L'UE demande plus de détails à Google et Meta sur un accord de campagne publicitaire secrète ciblant les mineurs

En octobre, les responsables de l'UE ont demandé à Google et Meta des informations sur une campagne publicitaire secrète ciblant les mineurs. Les informations incluent des discussions internes, des présentations, des e-mails et bien plus encore liés aux publicités YouTube. Google aurait rassemblé ces détails via une sonde interne nommée « Tangerine Owl ».

L’UE a reçu ces détails et a maintenant demandé plus d’informations aux deux géants de la technologie. Il convient de noter que la dernière demande d’informations supplémentaires n’est pas une surprise. Les régulateurs le font généralement pour rassembler des preuves et lancer une enquête formelle en conséquence. Dans cette affaire, l’UE n’a pas encore officiellement ouvert d’enquête. Cependant, cela ne signifie pas qu’il ne peut pas en ouvrir un.

En août, un rapport d'enquête du Temps Financier a suggéré que les employés de Google aidaient Meta à contourner les politiques de l'entreprise visant à cibler les publicités sur les mineurs. Il convient de noter ici que Google interdit depuis longtemps les publicités ciblant les mineurs. C’était donc une grosse erreur de la part de Google.

Des employés de Google auraient demandé à Meta de diffuser des publicités pour Instagram sur YouTube vers un groupe appelé en interne « inconnu » dans le système du géant de la recherche. Les résultats étaient surprenants car il s’agissait d’un grand nombre d’enfants de moins de 18 ans.

Google clame son innocence dans cette affaire

Les deux sociétés ont ensuite collaboré avec une agence média, Spark Foundry, pour lancer une campagne publicitaire pilote au Canada et l'ont ensuite étendue aux États-Unis. Cependant, le projet d'étendre la campagne publicitaire à davantage de pays aurait été interrompu après la publication du rapport du FT.

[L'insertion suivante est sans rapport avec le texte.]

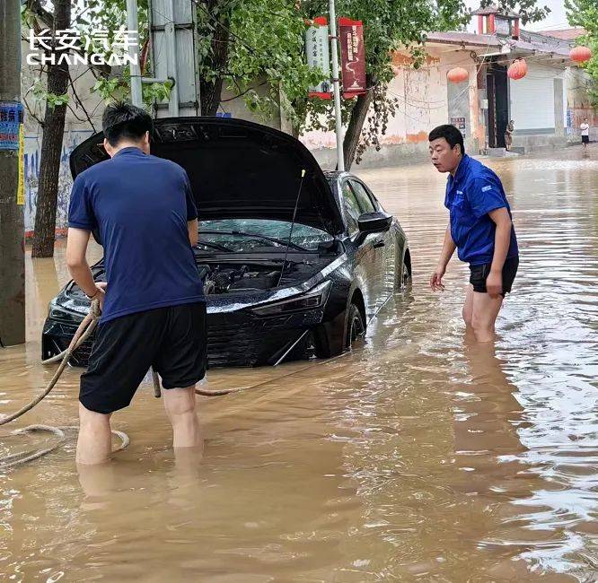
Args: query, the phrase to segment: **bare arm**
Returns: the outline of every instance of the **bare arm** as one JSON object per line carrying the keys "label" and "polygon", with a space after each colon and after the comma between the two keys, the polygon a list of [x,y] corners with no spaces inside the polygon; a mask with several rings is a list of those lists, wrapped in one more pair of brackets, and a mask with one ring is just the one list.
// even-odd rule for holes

L'agence de presse rapporte désormais que depuis lors, Google a organisé des assemblées publiques virtuelles pour les publicitaires afin de leur rappeler la politique de l'entreprise. Les employés du département de publicité auraient été tenus d'accepter leurs responsabilités. Google s'est depuis montré plus prudent dans ses relations commerciales avec le géant des médias sociaux et clame son innocence dans une déclaration fournie au Temps Financier.

La déclaration se lit comme suit : «Les mesures de protection dont nous disposons pour protéger les adolescents, comme l'interdiction de la personnalisation des publicités, sont à la pointe du secteur et continuent de fonctionner. Nous avons organisé une formation interne mise à jour pour garantir que nos équipes commerciales restent au courant de nos politiques et protections techniques.»